A team led by an Indian-origin scientist was able to prevent alcohol damage in the cerebellum in a study on fetal alcohol syndrome.
Jayanth Ramadoss' team did so by blocking acid sensitive potassium channels, and preventing the acidic environment that alcohol produces.
Cerebellum is responsible for balance and muscle coordination, and is quite vulnerable to injury from alcohol during development.
Experiments on sheep helped Ramadoss and his colleagues to show that the damage can be prevented by blocking acid sensitive potassium channels, known as TASK channels, that lead into the Purkinje cells.
Foetal alcohol syndrome is a condition in which maternal drinking during pregnancy injures the brain of the developing foetus, and may cause cognitive impairments and difficulty in regulating the behaviour in kids having this syndrome.
Maternal drinking lowers the blood pH of both the mother and the foetus, making the blood more acidic, which according to researchers is responsible for the damage caused Purkinje cells of the foetal cerebellum.
The researchers used 56 pregnant sheep, and induced the change in pH in some sheep using alcohol, while in others they manipulated the extracellular pH.
It was found that alcohol produced a 45 percent reduction in Purkinje cells of the foetal cerebellum, while the pH changes alone produced a 24 percent decrease.

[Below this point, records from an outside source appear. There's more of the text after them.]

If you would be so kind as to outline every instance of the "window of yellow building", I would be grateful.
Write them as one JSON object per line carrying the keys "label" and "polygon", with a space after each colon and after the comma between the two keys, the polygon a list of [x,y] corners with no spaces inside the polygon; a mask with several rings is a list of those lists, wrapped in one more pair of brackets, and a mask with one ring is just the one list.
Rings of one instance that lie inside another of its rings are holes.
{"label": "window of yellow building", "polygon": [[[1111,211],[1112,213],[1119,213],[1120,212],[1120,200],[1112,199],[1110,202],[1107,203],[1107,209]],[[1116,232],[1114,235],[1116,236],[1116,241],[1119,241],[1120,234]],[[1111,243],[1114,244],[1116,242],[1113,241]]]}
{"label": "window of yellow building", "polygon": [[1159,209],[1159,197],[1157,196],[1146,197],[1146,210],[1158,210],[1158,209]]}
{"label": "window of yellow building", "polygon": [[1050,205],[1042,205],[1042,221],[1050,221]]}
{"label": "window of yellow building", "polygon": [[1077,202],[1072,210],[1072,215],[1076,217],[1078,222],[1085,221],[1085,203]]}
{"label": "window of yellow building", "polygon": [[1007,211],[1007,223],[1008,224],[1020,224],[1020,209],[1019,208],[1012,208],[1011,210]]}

However, when the researchers administered a drug, doxapram, to block the TASK channels leading into the Purkinje cells, they were able to prevent the change in pH in the foetal cerebellar cells and prevented any reduction in the number of these cells.
"This study demonstrates that direct pharmacological blockade of TASK 1 and TASK 3 channels protects the most sensitive target of fetal alcohol exposure, cerebellar Purkinje cells," concluded the authors.
The study, "Acid Sensitive Channel Inhibition Prevents Fetal Alcohol Spectrum Disorders Cerebellar Purkinje Cell Loss," is published in the latest issue of the American Journal of Physiology.